I think that one of the things I admire most about jazz musicians is their ability to just "read" one another, to know wordlessly where the other is going and to stay in synch.
I've experienced a taste of this a few times before. I think of it as a dance, a multi-faceted improvisation in which the many become the one. It is an intense intimacy, bewildering and beautiful.
I'm beginning to learn the nuts-and-bolts of such improv work. I'm surrounded by some incredibly gifted AND hard-working musicians who have known their craft for many more years than I, and I've been gifted with the serendipitous opportunity to play alongside them even though I'm a "nobody." I'm humbled and I feel compelled to soak up as much of it as I can each time we practice. I learn something new about myself and about music every time.

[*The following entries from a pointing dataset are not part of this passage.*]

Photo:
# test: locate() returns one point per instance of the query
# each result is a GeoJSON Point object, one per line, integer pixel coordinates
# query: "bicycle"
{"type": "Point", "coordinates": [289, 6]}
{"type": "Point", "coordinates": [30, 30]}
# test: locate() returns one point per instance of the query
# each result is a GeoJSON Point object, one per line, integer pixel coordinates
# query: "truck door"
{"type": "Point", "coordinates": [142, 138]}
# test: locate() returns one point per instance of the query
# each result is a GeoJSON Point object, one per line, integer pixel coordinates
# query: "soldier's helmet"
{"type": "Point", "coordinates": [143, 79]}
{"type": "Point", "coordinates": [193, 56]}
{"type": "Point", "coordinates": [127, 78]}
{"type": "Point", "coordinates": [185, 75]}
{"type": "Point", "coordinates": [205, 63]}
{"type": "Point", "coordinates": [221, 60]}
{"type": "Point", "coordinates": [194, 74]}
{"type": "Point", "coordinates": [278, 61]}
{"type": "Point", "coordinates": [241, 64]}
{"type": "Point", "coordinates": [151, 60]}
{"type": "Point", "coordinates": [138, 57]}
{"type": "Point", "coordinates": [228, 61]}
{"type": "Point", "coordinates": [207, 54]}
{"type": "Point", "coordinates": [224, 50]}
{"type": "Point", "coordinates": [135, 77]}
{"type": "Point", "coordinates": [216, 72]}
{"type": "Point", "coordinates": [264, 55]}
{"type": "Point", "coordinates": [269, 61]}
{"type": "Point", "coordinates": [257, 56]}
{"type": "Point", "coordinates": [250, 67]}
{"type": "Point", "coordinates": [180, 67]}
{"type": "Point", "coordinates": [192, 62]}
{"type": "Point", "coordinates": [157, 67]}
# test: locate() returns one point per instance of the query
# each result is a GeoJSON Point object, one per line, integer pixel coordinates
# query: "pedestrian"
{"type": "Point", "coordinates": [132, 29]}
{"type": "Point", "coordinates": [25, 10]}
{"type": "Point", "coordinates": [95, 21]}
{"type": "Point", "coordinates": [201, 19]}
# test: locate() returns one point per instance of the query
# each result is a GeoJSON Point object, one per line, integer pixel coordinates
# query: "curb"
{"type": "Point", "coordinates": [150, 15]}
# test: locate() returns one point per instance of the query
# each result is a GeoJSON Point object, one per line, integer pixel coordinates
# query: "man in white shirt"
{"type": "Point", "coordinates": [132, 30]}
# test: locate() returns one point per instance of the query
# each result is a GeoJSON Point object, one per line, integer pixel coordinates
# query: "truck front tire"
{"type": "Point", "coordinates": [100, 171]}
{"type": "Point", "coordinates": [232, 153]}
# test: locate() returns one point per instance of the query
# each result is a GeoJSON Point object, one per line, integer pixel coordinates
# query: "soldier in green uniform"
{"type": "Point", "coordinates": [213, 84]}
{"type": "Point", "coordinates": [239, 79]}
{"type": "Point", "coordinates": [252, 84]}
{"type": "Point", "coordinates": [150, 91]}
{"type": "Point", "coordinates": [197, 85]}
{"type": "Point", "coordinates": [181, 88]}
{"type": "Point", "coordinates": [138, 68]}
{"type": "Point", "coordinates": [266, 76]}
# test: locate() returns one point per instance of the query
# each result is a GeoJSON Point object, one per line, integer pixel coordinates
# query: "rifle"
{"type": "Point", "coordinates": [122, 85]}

Visual arts, however, occupies a completely different niche within me. Painting is about freedom, license, opportunity, creativity. I'm free to exercise my fearlessness and boldness in the stroke of my brush or the puddle of color, without any strings or fetters... without a net, without help.
In music, I can "solo" but I don't seem to revel in it quite as much as I enjoy painting. Music, for me, is about a group effort. The end result is more than just me, and I don't enjoy "standing out" as a key player.
Painting, on the other hand, is all about me, about what I can do all by myself. I don't like consulting anyone else regarding my technique or my choice of subject matter or color. I don't enjoy collaborating on visual arts matters.
It's interesting to me how different the two forms of art are for me.